Signs of domestic abuse vary, making it difficult for school staff and friends to suggest child abuse. Overall, students recognize this difficulty.  About 84% say that it is not easy to spot a family who struggles with domestic abuse.

Do you think it would be easy to spot a family who struggles with domestic abuse?

Approximately 400 students were asked if they thought it would be easy to spot a family member who struggles with abuse.

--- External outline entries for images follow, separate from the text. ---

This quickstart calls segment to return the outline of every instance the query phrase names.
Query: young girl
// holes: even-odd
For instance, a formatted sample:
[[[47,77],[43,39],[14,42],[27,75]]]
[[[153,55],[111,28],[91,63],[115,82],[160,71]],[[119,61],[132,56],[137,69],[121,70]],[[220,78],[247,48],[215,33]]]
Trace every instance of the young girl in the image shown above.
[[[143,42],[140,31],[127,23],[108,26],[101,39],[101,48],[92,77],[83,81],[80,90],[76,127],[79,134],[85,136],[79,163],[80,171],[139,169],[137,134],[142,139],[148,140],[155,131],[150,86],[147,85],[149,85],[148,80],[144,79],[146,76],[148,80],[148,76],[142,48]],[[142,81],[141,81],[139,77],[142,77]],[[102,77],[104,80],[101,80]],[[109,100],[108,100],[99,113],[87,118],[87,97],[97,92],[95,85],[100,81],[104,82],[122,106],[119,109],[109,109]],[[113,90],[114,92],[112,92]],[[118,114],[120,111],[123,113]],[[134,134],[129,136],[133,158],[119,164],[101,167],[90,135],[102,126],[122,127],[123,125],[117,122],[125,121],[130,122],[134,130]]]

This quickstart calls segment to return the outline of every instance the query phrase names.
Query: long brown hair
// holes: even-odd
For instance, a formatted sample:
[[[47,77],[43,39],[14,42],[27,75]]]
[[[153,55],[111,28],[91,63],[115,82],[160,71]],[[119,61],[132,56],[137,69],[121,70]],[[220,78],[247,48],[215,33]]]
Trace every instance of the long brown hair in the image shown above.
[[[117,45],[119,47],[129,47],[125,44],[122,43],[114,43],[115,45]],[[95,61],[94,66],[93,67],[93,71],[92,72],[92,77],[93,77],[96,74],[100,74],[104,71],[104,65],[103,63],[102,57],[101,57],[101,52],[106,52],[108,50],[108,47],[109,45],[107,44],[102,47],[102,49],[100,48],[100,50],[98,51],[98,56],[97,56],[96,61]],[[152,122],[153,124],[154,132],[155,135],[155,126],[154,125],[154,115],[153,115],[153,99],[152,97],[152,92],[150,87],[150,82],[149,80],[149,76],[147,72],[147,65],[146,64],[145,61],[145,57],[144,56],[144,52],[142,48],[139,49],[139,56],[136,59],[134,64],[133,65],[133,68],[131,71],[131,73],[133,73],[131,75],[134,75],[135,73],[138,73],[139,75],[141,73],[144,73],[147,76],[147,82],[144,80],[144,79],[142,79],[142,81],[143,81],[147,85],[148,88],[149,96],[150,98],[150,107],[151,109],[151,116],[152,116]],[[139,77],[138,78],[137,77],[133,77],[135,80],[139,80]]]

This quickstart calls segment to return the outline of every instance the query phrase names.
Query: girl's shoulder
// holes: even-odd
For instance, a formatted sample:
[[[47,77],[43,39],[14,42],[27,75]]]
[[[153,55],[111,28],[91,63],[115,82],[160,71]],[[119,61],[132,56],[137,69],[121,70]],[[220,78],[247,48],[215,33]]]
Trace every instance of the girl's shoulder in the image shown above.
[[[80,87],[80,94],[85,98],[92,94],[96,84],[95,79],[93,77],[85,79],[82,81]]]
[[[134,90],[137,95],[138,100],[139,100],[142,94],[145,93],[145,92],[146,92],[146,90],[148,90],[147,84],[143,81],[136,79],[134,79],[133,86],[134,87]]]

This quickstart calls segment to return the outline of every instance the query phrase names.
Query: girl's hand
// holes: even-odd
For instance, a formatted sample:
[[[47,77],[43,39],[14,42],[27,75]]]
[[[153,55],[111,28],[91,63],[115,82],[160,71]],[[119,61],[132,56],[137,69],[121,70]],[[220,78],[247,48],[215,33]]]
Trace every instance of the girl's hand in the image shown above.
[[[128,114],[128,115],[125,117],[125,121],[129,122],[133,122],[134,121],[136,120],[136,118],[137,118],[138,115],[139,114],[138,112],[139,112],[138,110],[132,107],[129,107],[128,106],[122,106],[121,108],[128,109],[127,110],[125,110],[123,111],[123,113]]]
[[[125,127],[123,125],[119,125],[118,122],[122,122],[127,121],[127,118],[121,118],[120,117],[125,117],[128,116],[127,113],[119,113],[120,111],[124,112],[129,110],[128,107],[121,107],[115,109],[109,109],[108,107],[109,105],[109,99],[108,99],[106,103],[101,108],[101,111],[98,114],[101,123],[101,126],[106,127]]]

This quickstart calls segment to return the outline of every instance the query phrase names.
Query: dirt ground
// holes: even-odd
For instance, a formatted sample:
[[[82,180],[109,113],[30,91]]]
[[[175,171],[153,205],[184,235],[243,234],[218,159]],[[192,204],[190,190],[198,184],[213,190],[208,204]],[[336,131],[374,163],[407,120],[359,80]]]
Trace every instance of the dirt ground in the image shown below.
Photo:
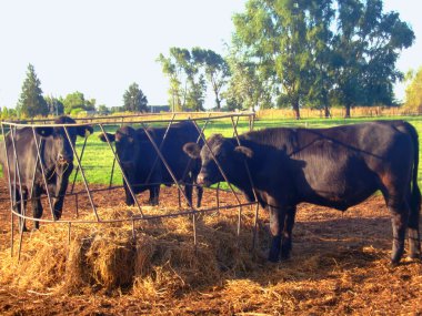
[[[6,183],[0,180],[2,252],[10,248],[8,196]],[[94,194],[96,203],[111,207],[122,198],[121,191]],[[140,202],[145,198],[142,195]],[[213,205],[214,200],[213,193],[205,192],[205,205]],[[222,193],[222,200],[229,203],[233,196]],[[174,188],[163,188],[160,203],[177,203]],[[81,210],[88,206],[87,198],[80,201]],[[74,216],[72,198],[66,207],[72,211],[63,216]],[[265,230],[267,216],[260,212],[261,230]],[[154,302],[140,299],[130,290],[70,295],[54,294],[49,288],[18,290],[0,283],[0,314],[422,315],[422,264],[403,259],[399,266],[391,266],[391,243],[390,216],[381,196],[344,213],[301,204],[292,257],[285,262],[258,264],[248,275]]]

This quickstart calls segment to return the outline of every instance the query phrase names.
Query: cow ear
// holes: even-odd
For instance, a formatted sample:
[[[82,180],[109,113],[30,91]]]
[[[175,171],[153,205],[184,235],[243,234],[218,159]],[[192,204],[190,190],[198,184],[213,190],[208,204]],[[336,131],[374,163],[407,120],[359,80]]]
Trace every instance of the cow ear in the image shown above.
[[[183,151],[191,157],[191,159],[199,159],[201,153],[201,147],[197,143],[185,143],[183,145]]]
[[[99,135],[100,140],[104,143],[107,143],[107,139],[104,134]],[[110,143],[115,141],[114,134],[107,133],[107,137],[109,139]]]
[[[253,151],[250,147],[245,146],[237,146],[234,149],[235,153],[239,153],[242,157],[251,159],[253,157]]]
[[[78,128],[78,135],[81,137],[88,137],[92,133],[93,133],[93,129],[90,125]]]
[[[36,128],[37,134],[39,134],[41,137],[48,137],[51,136],[54,132],[53,128]]]

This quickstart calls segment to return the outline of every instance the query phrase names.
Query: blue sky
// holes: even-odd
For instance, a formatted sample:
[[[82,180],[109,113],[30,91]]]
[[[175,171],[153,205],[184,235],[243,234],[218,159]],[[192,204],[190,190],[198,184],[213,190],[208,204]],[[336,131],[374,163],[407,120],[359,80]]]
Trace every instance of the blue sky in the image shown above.
[[[412,27],[416,41],[398,68],[421,67],[422,19],[414,0],[386,0]],[[0,2],[0,106],[14,108],[29,63],[44,95],[80,91],[97,104],[121,105],[137,82],[149,104],[165,104],[168,80],[155,62],[170,47],[202,47],[224,54],[231,17],[244,0],[3,0]],[[404,85],[395,88],[398,99]],[[212,106],[212,98],[205,106]]]

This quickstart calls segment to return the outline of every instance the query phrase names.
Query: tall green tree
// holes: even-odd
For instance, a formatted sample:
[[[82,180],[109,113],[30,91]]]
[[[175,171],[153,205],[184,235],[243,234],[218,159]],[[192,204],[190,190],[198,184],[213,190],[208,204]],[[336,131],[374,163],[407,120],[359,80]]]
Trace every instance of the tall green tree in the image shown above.
[[[334,91],[334,70],[331,26],[335,16],[332,0],[318,3],[311,1],[308,10],[307,42],[310,51],[310,89],[307,95],[309,106],[324,111],[329,118],[331,108],[331,95]]]
[[[310,88],[307,11],[310,1],[249,0],[234,16],[234,39],[243,43],[259,71],[274,78],[280,93],[300,119]]]
[[[422,67],[415,72],[409,71],[405,75],[408,86],[405,89],[404,106],[412,112],[422,111]]]
[[[28,65],[27,78],[23,81],[22,92],[17,104],[18,112],[28,118],[47,115],[49,112],[47,102],[42,96],[41,82],[37,77],[32,64]]]
[[[221,109],[221,89],[227,84],[230,77],[228,62],[217,52],[201,48],[192,49],[192,58],[197,67],[203,68],[207,81],[211,84],[215,96],[215,108]]]
[[[233,41],[227,61],[230,68],[230,81],[223,93],[227,110],[271,108],[271,85],[267,84],[269,81],[262,75],[260,64],[252,61],[242,44]]]
[[[173,111],[203,109],[207,82],[192,53],[182,48],[170,48],[169,57],[157,59],[170,79],[169,103]]]
[[[47,106],[49,108],[50,115],[62,115],[64,114],[64,105],[63,103],[54,98],[47,95],[46,98]]]
[[[66,95],[62,101],[64,105],[64,113],[71,114],[78,111],[86,110],[86,98],[82,92],[76,91]]]
[[[333,39],[335,94],[345,116],[356,104],[392,104],[393,83],[403,79],[395,63],[414,41],[396,12],[383,12],[382,0],[338,0]]]
[[[129,85],[123,94],[123,110],[130,112],[148,112],[148,99],[138,83]]]

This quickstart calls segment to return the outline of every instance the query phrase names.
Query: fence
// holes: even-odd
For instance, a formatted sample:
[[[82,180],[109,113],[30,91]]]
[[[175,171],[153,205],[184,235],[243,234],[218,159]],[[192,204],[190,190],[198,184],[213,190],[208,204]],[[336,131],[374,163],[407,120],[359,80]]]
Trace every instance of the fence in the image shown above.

 “Abuse might be physical where you can see the black eyes or bruises, or it could be an entirely emotional abuse that you cant see, but then effects a student’s self esteem.  Those things can’t always be seen,” says Hughes.  Often child abuse affects a student’s mental health.  Children who have witnessed or been a victim of abuse will have difficulty expressing their emotions.  They have a lack of trust for adults and often feel worthless or damaged.  Students begin to lose sleep, and lose an interest for school and other activities. According to, some common signs of child abuse are failure to gain weight, attempts to run away, headaches and stomaches without a medical cause, and fearful behavior.  PTSD and other mental illnesses can affect a student after growing up in a home with Child Abuse. Grades may grow worse as a result of abuse. “A teen’s home life, overall mental well-being, mental health issues, concerns all greatly impact academics.  If we don’t talk about those things, then they impact academics,” Hughes says.

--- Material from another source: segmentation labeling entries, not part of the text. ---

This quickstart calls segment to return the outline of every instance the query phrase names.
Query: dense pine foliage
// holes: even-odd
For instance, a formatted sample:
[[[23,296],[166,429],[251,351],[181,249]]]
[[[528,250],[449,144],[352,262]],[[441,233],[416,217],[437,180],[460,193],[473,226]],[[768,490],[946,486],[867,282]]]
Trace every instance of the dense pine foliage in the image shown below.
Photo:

 Even though the school has effective policies in place requiring staff to report abuse, out of the students who said they have been verbally or physically abused, half of these students say they would no feel comfortable telling anyone.

Would you feel comfortable telling a trusted adult (parent, counselor, teacher) if you were being abused in any way by a member of your family?

Three quarters of children who fall victim to sexual abuse never tell anyone. Hughes recognizes that people approach their abuse experience in different ways. “Some people might never tell another soul for fear that something were to happen at home if someone found out that they told someone. Some people might openly talk about it,” Hughes says.

However, there has been an increase in reporting child abuse, while child abuse fatalities decline. According to the American Society for Positive Care Of Children, in 2013 679,000 people reported child abuse, while in in 2014 there was an increase with 702,000 reports. Awareness for all types of domestic abuse could potentially raise the amount of reports made by witnesses of abuse. 75% of students believe that there is not enough awareness of domestic abuse at the time. 

Do you think there is enough awareness about domestic violence?

Approximately 400 students were asked if they believed that there was enough awareness about domestic abuse.

When asked about domestic abuse rates in the future, Freshmen Joy Jang says, “I believe it would decrease if we do something about it. We take a stand, and stand up for those who have been abused.”

Verizon partnered with the National Domestic Abuse to create a video hoping to raise awareness about how domestic abuse effects children.

Overall, domestic abuse is an issue that will not disappear by keeping it in the dark.  Domestic abuse is prevalent on a local level as well as a national level. The after effects of domestic abuse are consuming, effecting a student’s academics and mental health. Talking about domestic abuse in school will increase awareness and encourage students to speak up about issues in their family.